Dan: Because that does seem to suggest that there's some other person in whose favor discrimination is happening. 

 

Will: Right. You could interpret “against” to mean just anything they don't want, I think. Yeah.

 

Dan: Okay. Anything more to say about that? 

 

Will: I'm struck by these cases. I feel like this is a pattern where the courts of appeals get a lot of Title VII cases. And so, I think we sometimes see them come up with ways to make the Title VII cases go away without having to get into the facts. [laughs]

 

Dan: [laughs] Yeah.

 

Will: I suppose one could say they don't want to let the cases go to summary judgment because they feel like there are too many cases and they don't trust juries or burden the litigation. So, I'm not surprised that the court's appeals have developed this doctrine. Not surprised the Supreme Court, which is a little more formalist with these things, is like, “No, that's not going to fly.” So, that's nice. 

 

Dan: All right, well, I think we've covered what we intended to cover, more or less caught up until whatever happens five seconds after we finish recording that makes everything we say here irrelevant. But we're doing our best. So, it's summer for me. I have more time. Maybe you're going to have more time. Done teaching con law. Finished up teaching with your book. 

 

Will: How was teaching con law? Forget the book, but how was teaching Conlaw? 

 

Dan: It was great, actually. It was great. It was actually better than I thought it would be. I really, really enjoyed it. And I really hate to say this, but I did like your book a lot. [Will laughs] I really hate giving you credit, but sometimes credit is due. In this case, it was just a great book. It had a lot of mix of different kinds of materials. It was focused on the right cases, had helpful notes that didn't overwhelm the students with lots of different directions. So, it was great. I enjoyed it, I think, a lot more than teaching criminal law, which is the one whole class I taught before, which I did enjoy. But I felt like this class, I was able to achieve a little bit more unity and cohesion of the material and I learned a lot. 

 

Will: You're going to do it again? 

 

Dan: Yeah, probably not next year because they need me to teach both my crim pro classes. But I will circle back to it year after that, and I will use your book again. Only complaint about the book was that it was so long that the binding was collapsing for all the students by the end of the semester, which I assume is some publisher strategy to eliminate the used market that you're complicit in. 

 

Will: Yeah, I mean, I don't know if it's a strategy or not. I do think that's a problem. Yeah, [crosstalk]. 

 

Dan: You can have the two-volume book. Some of the case book publishers do that. So, that's my pitch. I found one typo in the whole book. 

 

Will: [crosstalk]

 

Dan: Yeah, no, it was pretty well done. 

 

Will: Thanks.

 

[Divided Argument theme]

 

Dan: All right, well, thanks very much for listening. If you like the show, please rate and review on the Apple Podcasts app or wherever else you get your podcasts. And please also share the episode with anyone in the world who you think might find it interesting.
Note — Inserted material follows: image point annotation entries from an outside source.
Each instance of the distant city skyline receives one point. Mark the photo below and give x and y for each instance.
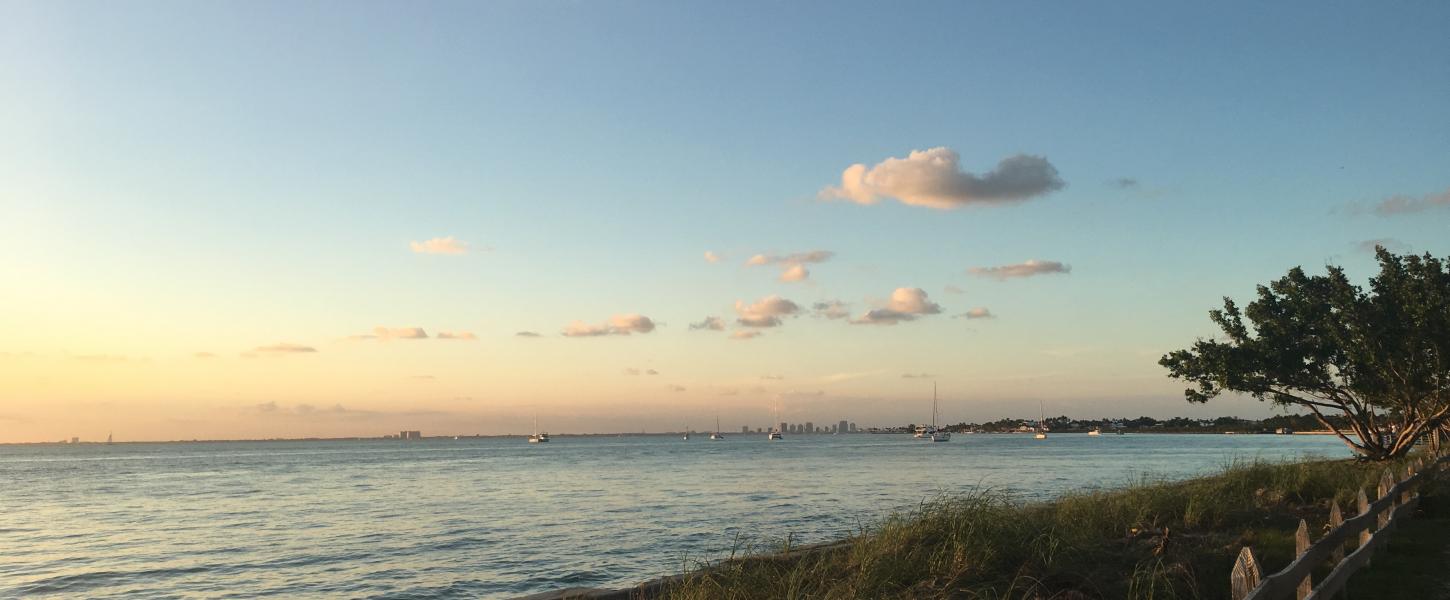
(222, 221)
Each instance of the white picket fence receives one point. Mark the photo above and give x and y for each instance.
(1372, 526)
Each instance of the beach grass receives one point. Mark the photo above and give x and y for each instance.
(1149, 539)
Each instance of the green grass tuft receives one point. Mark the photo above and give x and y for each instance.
(1152, 539)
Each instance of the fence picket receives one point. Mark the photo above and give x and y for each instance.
(1301, 545)
(1246, 574)
(1336, 519)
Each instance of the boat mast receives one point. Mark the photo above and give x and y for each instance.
(933, 405)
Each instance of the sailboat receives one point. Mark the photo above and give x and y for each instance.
(930, 431)
(775, 431)
(937, 435)
(538, 436)
(1041, 422)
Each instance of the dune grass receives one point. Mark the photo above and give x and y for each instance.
(1152, 539)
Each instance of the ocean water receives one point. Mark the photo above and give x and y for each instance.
(502, 518)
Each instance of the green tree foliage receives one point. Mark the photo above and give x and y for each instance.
(1379, 358)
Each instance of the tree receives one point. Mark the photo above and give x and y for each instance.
(1379, 358)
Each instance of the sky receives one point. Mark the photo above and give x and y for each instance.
(257, 219)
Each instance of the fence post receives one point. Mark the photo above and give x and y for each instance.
(1336, 519)
(1408, 493)
(1246, 574)
(1386, 481)
(1301, 545)
(1365, 534)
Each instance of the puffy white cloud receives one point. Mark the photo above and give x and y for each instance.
(1405, 205)
(709, 323)
(1020, 270)
(440, 245)
(934, 178)
(906, 303)
(831, 309)
(792, 265)
(616, 325)
(764, 312)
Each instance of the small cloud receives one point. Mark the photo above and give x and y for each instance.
(934, 178)
(279, 350)
(793, 265)
(831, 309)
(1391, 244)
(709, 323)
(616, 325)
(387, 334)
(906, 303)
(764, 312)
(440, 245)
(980, 312)
(1408, 205)
(1020, 270)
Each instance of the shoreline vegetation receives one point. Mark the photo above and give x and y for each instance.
(1149, 539)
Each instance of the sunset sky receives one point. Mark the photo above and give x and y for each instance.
(260, 219)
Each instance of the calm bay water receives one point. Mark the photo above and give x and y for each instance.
(500, 518)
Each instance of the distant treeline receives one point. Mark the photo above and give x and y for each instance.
(1144, 423)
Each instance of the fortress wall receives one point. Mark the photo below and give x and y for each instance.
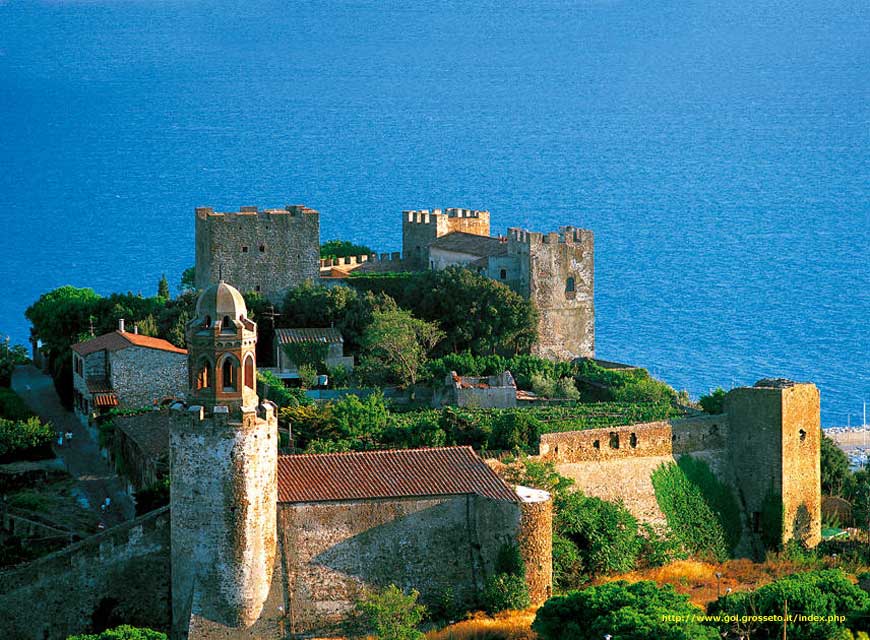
(119, 575)
(332, 551)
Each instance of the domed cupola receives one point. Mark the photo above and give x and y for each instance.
(222, 342)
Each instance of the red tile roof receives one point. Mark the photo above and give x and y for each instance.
(118, 340)
(388, 474)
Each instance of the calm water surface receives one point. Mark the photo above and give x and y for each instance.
(718, 150)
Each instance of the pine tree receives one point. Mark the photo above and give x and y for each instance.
(163, 288)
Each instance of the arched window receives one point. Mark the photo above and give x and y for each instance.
(230, 374)
(249, 372)
(203, 376)
(569, 285)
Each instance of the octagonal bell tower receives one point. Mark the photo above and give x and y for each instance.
(223, 462)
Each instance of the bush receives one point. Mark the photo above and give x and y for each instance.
(11, 357)
(124, 632)
(604, 533)
(391, 614)
(691, 519)
(25, 440)
(714, 402)
(12, 407)
(504, 591)
(272, 388)
(625, 611)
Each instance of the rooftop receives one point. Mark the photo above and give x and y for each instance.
(305, 335)
(388, 474)
(471, 244)
(118, 340)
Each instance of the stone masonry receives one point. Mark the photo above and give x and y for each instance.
(268, 251)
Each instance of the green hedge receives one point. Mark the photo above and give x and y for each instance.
(25, 440)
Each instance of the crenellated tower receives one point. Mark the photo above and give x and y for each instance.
(223, 457)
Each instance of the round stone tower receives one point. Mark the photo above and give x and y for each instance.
(223, 459)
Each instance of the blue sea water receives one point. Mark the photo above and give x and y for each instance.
(719, 151)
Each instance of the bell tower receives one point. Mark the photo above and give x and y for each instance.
(223, 465)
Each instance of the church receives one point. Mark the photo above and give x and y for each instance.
(271, 546)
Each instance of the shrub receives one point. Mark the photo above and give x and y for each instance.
(392, 614)
(504, 591)
(124, 632)
(12, 407)
(694, 524)
(626, 611)
(714, 402)
(25, 440)
(605, 534)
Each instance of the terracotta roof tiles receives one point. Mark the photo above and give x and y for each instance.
(117, 340)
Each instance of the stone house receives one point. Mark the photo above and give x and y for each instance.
(329, 337)
(127, 370)
(486, 392)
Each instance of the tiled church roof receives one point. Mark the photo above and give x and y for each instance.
(117, 340)
(388, 474)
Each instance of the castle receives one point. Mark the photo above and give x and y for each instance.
(270, 251)
(263, 545)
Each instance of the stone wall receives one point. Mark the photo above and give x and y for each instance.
(333, 551)
(267, 251)
(556, 272)
(118, 576)
(143, 376)
(420, 228)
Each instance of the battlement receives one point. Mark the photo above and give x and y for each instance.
(325, 263)
(291, 210)
(425, 216)
(566, 235)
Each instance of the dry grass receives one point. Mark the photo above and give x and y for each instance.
(698, 579)
(508, 625)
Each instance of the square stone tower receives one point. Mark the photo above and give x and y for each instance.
(557, 273)
(420, 228)
(267, 251)
(774, 448)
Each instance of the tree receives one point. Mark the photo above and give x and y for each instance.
(835, 468)
(638, 611)
(163, 288)
(477, 314)
(343, 248)
(188, 279)
(10, 357)
(395, 346)
(392, 614)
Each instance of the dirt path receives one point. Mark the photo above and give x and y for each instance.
(81, 456)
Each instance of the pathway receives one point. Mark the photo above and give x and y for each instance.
(81, 456)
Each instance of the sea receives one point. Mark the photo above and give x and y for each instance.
(718, 150)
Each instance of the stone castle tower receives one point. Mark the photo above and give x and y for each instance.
(267, 251)
(774, 447)
(421, 228)
(556, 272)
(223, 459)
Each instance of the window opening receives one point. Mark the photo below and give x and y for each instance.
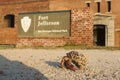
(88, 4)
(98, 6)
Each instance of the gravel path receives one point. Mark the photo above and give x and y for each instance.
(41, 64)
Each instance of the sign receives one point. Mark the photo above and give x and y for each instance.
(44, 24)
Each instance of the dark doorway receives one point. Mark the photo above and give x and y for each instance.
(99, 35)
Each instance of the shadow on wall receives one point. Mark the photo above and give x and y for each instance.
(14, 70)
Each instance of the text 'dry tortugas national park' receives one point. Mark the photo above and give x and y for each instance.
(59, 22)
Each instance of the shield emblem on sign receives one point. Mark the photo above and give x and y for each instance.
(25, 23)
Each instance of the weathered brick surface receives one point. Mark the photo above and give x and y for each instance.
(9, 35)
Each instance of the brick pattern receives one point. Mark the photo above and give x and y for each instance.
(10, 35)
(81, 32)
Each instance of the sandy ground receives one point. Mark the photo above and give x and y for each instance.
(41, 64)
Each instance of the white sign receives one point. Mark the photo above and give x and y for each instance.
(25, 22)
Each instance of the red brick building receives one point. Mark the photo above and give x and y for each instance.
(103, 29)
(106, 29)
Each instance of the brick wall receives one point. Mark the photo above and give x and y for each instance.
(10, 35)
(81, 32)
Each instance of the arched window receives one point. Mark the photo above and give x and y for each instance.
(9, 20)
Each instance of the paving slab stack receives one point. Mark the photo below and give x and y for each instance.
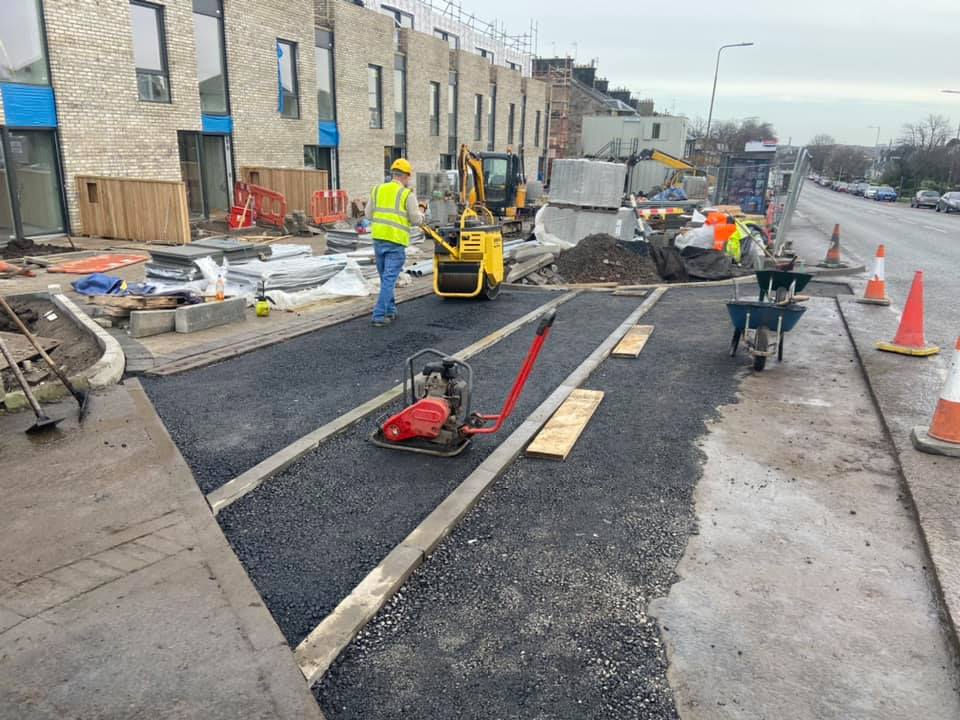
(585, 199)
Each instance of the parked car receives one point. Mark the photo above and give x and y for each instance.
(950, 202)
(925, 198)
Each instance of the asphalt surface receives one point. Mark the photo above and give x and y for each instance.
(310, 535)
(226, 418)
(535, 606)
(915, 239)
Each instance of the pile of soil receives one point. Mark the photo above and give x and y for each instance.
(77, 349)
(22, 248)
(601, 258)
Every week, we discover new people have learned about the show and some of them actually like it. And so, continuing to spread the word would be great because we thrive, at least I do, on positive reinforcement.

 

Visit our website, dividedargument.com. We put transcripts of the episodes up fairly soon after they're released. store.dividedargument.com for t-shirts and other merchandise. Send us an email, pod@dividedargument.com. We do try to respond to those, sometimes manage to hit a couple of those today. And leave us a voicemail, 314-649-3790.

 

Will: Thanks to the Constitutional Law Institute for sponsoring all of our endeavors. We're going to be heading into hopefully peak Supreme Court season in the next month, month and a half. So, I'm hoping we can really ramp up our listenership, maybe even do some episodes in a timely, predictable fashion. 

 

Dan: Anything is possible. And if there's a long delay between this and our next episode, it will be because the police department of the city of St. Louis has decided to hold me incommunicado because I endorsed a Supreme Court decision potentially expanding their liability under Title VII. 

 

Will: Would that be some harm? 

 

Dan: Not to our listeners, but to me.